VEHEMENTLY-opposed plans for more than 300 houses on a treasured green field in Coalpit Heath have been thrown out by council planners.

It took over an hour to hear from residents against Barratt Homes’ proposal for Woodlands Farm, off Park Lane, as well as details of the scheme and why the firm thinks it is needed, at South Gloucestershire Council’s development control committee meeting in Thornbury last Thursday (July 4).

But it took councillors just 20 minutes to unanimously agree to dismiss the planning application, citing officers’ recommendations that building 330 homes would impact too heavily on the landscape and that Woodlands Farm is outside the settlement boundary of both Coalpit Heath and Frampton Cotterell as their reasons for refusal.

The authority has not included the site in its Core Strategy, a planning blueprint for the next 20 years.

Cllr Keith Cranney (Con, Stoke Gifford) said: "A lot of work has gone into our Core Strategy and this application is not in line with it.

"There is obviously a lot of opposition to the scheme and I cannot support it."

Cllr Alan Lawrance (Lib Dem, Yate) said Barratts had submitted the plans in hope the Core Strategy would not be ratified and that a government requirement to prove the authority has a five-year land supply would not be met.

"I don’t think they will give up on this application but this time, at this stage with our Core Strategy and an inspector agreeing we have a land supply, I have difficulty supporting this application," he said.

Agent Peter Roberts told the meeting Barratts acknowledged opposition to the scheme.
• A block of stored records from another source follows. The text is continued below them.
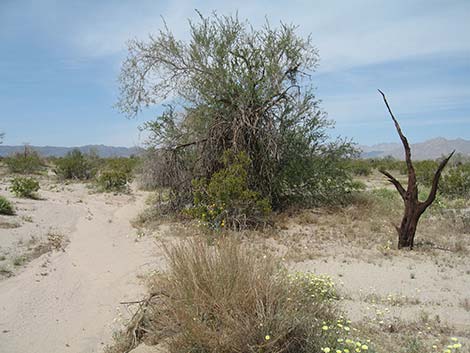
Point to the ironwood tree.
(414, 208)
(234, 87)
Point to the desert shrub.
(360, 167)
(228, 299)
(226, 199)
(27, 162)
(425, 171)
(6, 207)
(75, 165)
(121, 164)
(112, 180)
(456, 182)
(24, 187)
(388, 163)
(116, 173)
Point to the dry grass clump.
(227, 299)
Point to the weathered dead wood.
(413, 207)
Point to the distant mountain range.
(430, 149)
(53, 151)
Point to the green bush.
(229, 299)
(226, 199)
(27, 162)
(75, 165)
(24, 187)
(360, 167)
(6, 207)
(116, 173)
(112, 180)
(456, 182)
(425, 171)
(123, 165)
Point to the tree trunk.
(413, 207)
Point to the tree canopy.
(234, 87)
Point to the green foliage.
(24, 187)
(116, 173)
(75, 165)
(228, 299)
(456, 182)
(121, 164)
(425, 171)
(388, 163)
(27, 162)
(6, 207)
(112, 180)
(226, 199)
(242, 89)
(360, 167)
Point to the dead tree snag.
(413, 207)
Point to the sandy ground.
(68, 300)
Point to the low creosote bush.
(75, 165)
(24, 187)
(228, 299)
(26, 162)
(226, 199)
(116, 173)
(112, 180)
(6, 207)
(456, 182)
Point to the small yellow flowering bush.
(226, 299)
(24, 187)
(226, 201)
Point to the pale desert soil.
(67, 301)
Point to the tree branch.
(403, 139)
(395, 182)
(435, 183)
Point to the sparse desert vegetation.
(244, 225)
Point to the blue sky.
(59, 62)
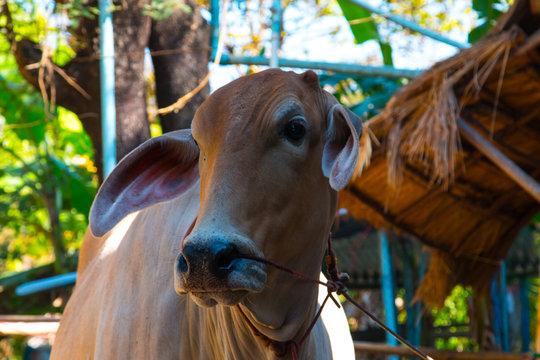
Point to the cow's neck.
(222, 333)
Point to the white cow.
(259, 172)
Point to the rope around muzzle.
(336, 284)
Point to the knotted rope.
(337, 284)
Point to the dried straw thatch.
(428, 181)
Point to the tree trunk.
(176, 73)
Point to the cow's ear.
(340, 152)
(160, 169)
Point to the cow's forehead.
(249, 99)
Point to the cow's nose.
(218, 258)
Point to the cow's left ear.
(160, 169)
(340, 152)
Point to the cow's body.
(125, 305)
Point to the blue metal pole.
(418, 307)
(214, 12)
(505, 331)
(46, 284)
(409, 24)
(525, 315)
(350, 69)
(408, 284)
(276, 33)
(108, 105)
(387, 282)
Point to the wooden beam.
(383, 349)
(498, 158)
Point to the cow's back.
(124, 304)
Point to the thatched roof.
(428, 179)
(357, 246)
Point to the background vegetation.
(48, 174)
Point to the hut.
(457, 163)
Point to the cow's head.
(272, 149)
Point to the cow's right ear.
(160, 169)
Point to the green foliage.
(364, 28)
(453, 316)
(162, 9)
(47, 181)
(364, 95)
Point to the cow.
(168, 267)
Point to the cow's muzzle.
(213, 270)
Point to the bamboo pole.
(498, 158)
(383, 349)
(350, 69)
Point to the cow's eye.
(295, 130)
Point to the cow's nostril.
(182, 263)
(225, 259)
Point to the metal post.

"But this is an attractive and appropriate development that will assist in meeting the council’s and community’s housing needs," he said. "We will fund significant improvements to bus services, pedestrian improvements and drainage to Nightingale Bridge."

Earlier in the meeting, resident representatives pleaded with councillors to save the land for dog walkers and cyclists.

Westerleigh parish councillor Eve Carey said: "We feel the development would be a burden on this community and cause problems for schools and GP surgeries."

Jen Dunford, from Village Action in Frampton Cotterell, said the land had important historical and literary connections, having inspired children’s author Dick King-Smith who once worked on the farm.

She said: "Woodlands Farm is essential for the wellbeing of local people as it is a popular flat walk with no stiles. There is forceful opposition to it and we say no.

"Keep Woodlands Farm green, open and accessible."

Richard Merrick, chairman of the Save Woodlands Farm action group, told the Gazette after the meeting: "We are very pleased by the decision and will wait to see what happens with regards an appeal."